Creating your first BigQuery ClickPipe
You can sign up for the Private Preview wailist here.
The BigQuery ClickPipe provides a fully-managed and resilient way to ingest data from BigQuery into ClickHouse Cloud. In Private Preview, it supports the initial load replication method to help you bulk load BigQuery datasets for exploration and protyping. CDC will be supported in the future — in the meantime, we recommend using the Google Cloud Storage ClickPipe to continuously sync BigQuery data exports into ClickHouse Cloud once the initial load is completed.
BigQuery ClickPipes can be deployed and managed manually using the ClickPipes UI, as well as programmatically using OpenAPI and Terraform.
Pre-requisites
-
You must have privileges to manage service accounts and IAM roles in your GCP project, or get assistance from an administrator. We recommend creating a dedicated service account with the minimum required set of permissions following the official documentation.
-
The initial load process requires a user-provided Google Cloud Storage (GCS) bucket for staging. We recommend creating a dedicated bucket for your ClickPipe following the official documentation. In the future, the intermediary bucket will be provided and managed by ClickPipes.
Select the data source
1. In ClickHouse Cloud, select Data sources in the main navigation menu and click Create ClickPipe.

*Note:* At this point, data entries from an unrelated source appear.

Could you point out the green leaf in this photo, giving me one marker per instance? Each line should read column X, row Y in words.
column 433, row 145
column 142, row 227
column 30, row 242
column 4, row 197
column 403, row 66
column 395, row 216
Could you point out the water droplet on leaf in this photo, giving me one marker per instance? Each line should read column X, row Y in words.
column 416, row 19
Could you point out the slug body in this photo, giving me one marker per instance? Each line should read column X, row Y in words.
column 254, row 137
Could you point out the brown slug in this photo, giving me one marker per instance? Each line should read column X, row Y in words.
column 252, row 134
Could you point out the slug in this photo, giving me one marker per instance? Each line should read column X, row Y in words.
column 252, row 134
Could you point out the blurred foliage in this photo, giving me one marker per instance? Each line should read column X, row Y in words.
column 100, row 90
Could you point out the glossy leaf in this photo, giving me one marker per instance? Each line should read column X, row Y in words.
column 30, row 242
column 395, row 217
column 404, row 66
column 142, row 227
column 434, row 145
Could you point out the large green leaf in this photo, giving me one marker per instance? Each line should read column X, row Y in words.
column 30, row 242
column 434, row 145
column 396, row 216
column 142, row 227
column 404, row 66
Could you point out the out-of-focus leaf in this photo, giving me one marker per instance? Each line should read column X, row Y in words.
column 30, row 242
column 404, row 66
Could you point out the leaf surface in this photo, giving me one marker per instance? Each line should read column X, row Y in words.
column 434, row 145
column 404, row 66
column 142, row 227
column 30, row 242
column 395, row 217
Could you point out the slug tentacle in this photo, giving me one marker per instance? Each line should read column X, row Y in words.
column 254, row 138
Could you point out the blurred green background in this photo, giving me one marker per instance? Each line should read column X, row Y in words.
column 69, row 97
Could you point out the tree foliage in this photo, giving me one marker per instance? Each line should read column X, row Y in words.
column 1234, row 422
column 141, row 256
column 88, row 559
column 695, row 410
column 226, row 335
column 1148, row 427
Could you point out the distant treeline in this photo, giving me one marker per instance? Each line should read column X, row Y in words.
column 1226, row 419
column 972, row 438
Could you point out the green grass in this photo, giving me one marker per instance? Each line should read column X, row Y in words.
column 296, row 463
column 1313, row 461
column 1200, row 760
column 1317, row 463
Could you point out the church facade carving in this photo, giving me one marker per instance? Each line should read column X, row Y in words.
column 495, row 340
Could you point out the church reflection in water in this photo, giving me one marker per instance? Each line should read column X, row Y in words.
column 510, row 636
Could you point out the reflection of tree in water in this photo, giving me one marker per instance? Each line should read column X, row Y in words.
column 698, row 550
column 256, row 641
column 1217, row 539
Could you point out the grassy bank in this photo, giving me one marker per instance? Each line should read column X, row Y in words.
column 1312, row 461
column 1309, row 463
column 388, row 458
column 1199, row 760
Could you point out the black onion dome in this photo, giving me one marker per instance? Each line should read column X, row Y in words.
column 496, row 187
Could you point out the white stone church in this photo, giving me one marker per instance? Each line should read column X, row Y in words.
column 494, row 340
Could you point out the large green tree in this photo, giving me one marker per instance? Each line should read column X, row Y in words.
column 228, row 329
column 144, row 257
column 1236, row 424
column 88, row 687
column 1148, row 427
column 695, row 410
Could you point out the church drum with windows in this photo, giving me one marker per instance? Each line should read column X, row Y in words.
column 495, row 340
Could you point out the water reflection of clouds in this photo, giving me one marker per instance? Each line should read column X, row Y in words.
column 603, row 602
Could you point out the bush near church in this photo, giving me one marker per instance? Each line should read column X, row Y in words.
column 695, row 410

2. Click the BigQuery tile.
Setup your ClickPipe connection
To setup a new ClickPipe, you must provide details on how to connect to and authenticate with your BigQuery data warehouse, as well as a staging GCS bucket.
1. Upload the .json key for the service account you created for ClickPipes. Ensure the service account has the minimum required set of permissions.
2. Select the Replication method. In Private Preview, the only supported option is Initial load only.
3. Provide the path to the GCS bucket for staging data during the initial load.
4. Click Next to validate.
Configure your ClickPipe
Depending on the size of your BigQuery dataset, or the total size of the tables you want to sync, you might need to adjust the default ingestion settings for the ClickPipe.
Configure tables
1. Select the ClickHouse database where you want the BigQuery tables to be replicated to. You can select an existing database or create a new one.
2. Select the tables and, optionally, the columns you want to replicate. Only datasets that the provided service account has access to will be listed.
3. For each selected table, make sure to define a custom sorting key under Advanced settings > Use a custom sorting key. In the future, the sorting key will be automatically inferred based on existing clustering or partitioning keys in the upstream database.
You must define a sorting key for the replicated tables in order to optimize query performance in ClickHouse. Otherwise, the sorting key will be set as tuple(), which means no primary index will be created and ClickHouse will perform full table scans for all queries on the table.
Configure permissions
Finally, you can configure permissions for the internal ClickPipes user.
Permissions: ClickPipes will create a dedicated user for writing data into a destination table. You can select a role for this internal user using a custom role or one of the predefined roles:
Full access: full access to the cluster. Required if you use materialized views or dictionary with the destination table.Only destination: insert permissions to the destination table only.
Complete setup
Click Create ClickPipe to complete the setup. You'll be redirected to the overview page, where you can the progress of the initial load and click through to see the details for your BigQuery ClickPipes.